While the name Lāhainā means “cruel sun” and the area only averages 13 inches of rain per year, spring-fed, freshwater streams and canals once flowed through it .
Reportedly, during the 1790s, British captain George Vancouver visited this part of Maui and called it “the Venice of the Pacific.”
By the 1840s, Hawaiʻi was the whaling center of the Pacific. Lāhainā became a bustling port with shopkeepers catering to the whalers – saloons, brothels and hotels boomed.
The whalers would transfer their catch to trade ships bound for the continent, allowing them to stay in the Pacific for longer periods without having to take their catch to market.

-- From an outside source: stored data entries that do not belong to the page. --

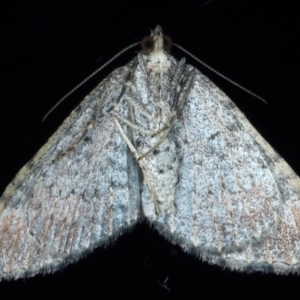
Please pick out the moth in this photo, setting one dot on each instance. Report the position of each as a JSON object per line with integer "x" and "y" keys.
{"x": 155, "y": 140}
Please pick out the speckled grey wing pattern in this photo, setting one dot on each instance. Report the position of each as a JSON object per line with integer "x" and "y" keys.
{"x": 237, "y": 201}
{"x": 79, "y": 191}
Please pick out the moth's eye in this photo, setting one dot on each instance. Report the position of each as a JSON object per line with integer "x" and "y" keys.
{"x": 167, "y": 42}
{"x": 147, "y": 43}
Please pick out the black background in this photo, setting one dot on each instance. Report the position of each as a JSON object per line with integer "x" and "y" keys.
{"x": 47, "y": 48}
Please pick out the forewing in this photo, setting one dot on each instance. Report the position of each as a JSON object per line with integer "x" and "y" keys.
{"x": 80, "y": 190}
{"x": 237, "y": 202}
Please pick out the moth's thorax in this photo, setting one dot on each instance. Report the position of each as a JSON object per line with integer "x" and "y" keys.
{"x": 161, "y": 165}
{"x": 160, "y": 68}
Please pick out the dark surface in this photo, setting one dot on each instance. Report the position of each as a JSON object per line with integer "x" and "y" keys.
{"x": 46, "y": 49}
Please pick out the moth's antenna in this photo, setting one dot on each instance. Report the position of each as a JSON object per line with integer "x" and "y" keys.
{"x": 220, "y": 74}
{"x": 88, "y": 78}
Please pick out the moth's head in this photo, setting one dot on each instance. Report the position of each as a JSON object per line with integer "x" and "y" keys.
{"x": 156, "y": 43}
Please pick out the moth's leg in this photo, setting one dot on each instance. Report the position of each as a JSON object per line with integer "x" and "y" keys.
{"x": 136, "y": 154}
{"x": 180, "y": 98}
{"x": 128, "y": 78}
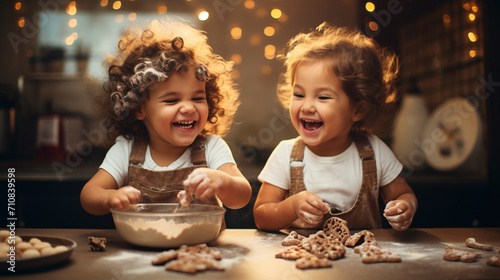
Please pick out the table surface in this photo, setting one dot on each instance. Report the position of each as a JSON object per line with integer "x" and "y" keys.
{"x": 250, "y": 254}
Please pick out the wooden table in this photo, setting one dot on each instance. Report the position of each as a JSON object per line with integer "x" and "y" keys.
{"x": 249, "y": 254}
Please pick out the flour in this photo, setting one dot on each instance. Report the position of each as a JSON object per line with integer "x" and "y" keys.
{"x": 163, "y": 233}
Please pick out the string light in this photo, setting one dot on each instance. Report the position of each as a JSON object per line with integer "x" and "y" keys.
{"x": 21, "y": 22}
{"x": 265, "y": 69}
{"x": 446, "y": 20}
{"x": 269, "y": 31}
{"x": 269, "y": 51}
{"x": 370, "y": 7}
{"x": 472, "y": 36}
{"x": 203, "y": 15}
{"x": 162, "y": 9}
{"x": 236, "y": 33}
{"x": 236, "y": 58}
{"x": 249, "y": 4}
{"x": 276, "y": 13}
{"x": 119, "y": 18}
{"x": 71, "y": 9}
{"x": 117, "y": 5}
{"x": 132, "y": 16}
{"x": 373, "y": 26}
{"x": 72, "y": 22}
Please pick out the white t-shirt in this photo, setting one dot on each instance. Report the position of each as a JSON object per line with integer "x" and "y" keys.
{"x": 336, "y": 179}
{"x": 217, "y": 153}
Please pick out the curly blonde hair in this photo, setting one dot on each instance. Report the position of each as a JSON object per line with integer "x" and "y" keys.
{"x": 368, "y": 72}
{"x": 149, "y": 57}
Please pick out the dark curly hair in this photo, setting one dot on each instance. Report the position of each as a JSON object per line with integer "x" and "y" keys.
{"x": 368, "y": 72}
{"x": 149, "y": 57}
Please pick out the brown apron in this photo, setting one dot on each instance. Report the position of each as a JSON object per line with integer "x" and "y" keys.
{"x": 365, "y": 212}
{"x": 163, "y": 186}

In the 1840s, the US consular representative recommended digging a canal from one of the freshwater streams that ran through Lāhainā and charging a fee to the whalers who wanted to obtain fresh water.
A few years after the canal was built, the government built a thatched Marketplace with stalls for Hawaiians to sell goods to the sailors.
Merchants quickly took advantage of this marketplace and erected drinking establishments, grog shops and other pastimes of interest nearby. Within a few years, this entire area reportedly became known as “Rotten Row.”
In 1859, an oil well was discovered and developed in Titusville, Pennsylvania; within a few years this new type of oil replaced whale oil for lamps and many other uses – spelling the end of the whaling industry.
At about this same time, the sugar industry in Hawaiʻi was beginning to boom. With the growing importance of sugar (and the thirsty crops’ need for water,) waters were diverted to the service of sugar production.
Eventually, the Lāhainā area was drained of its wetlands. In 1913, the canal was filled in to construct Canal Street and the Market is now King Kamehameha III Elementary school.
Later, eleven-and a-half acres of Lāhaina “swamp land” (near the National Guard Armory,) drainage canals and storm sewers were part of the Lāhaina Reclamation District. (1916-1917) Mokuhinia Pond was filled with coral rubble dredged from Lāhaina Harbor.
By Executive Order of the Territory of Hawaii in 1918, the newly-filled pond was turned over to the County of Maui for use as Maluʻuluʻolele Park.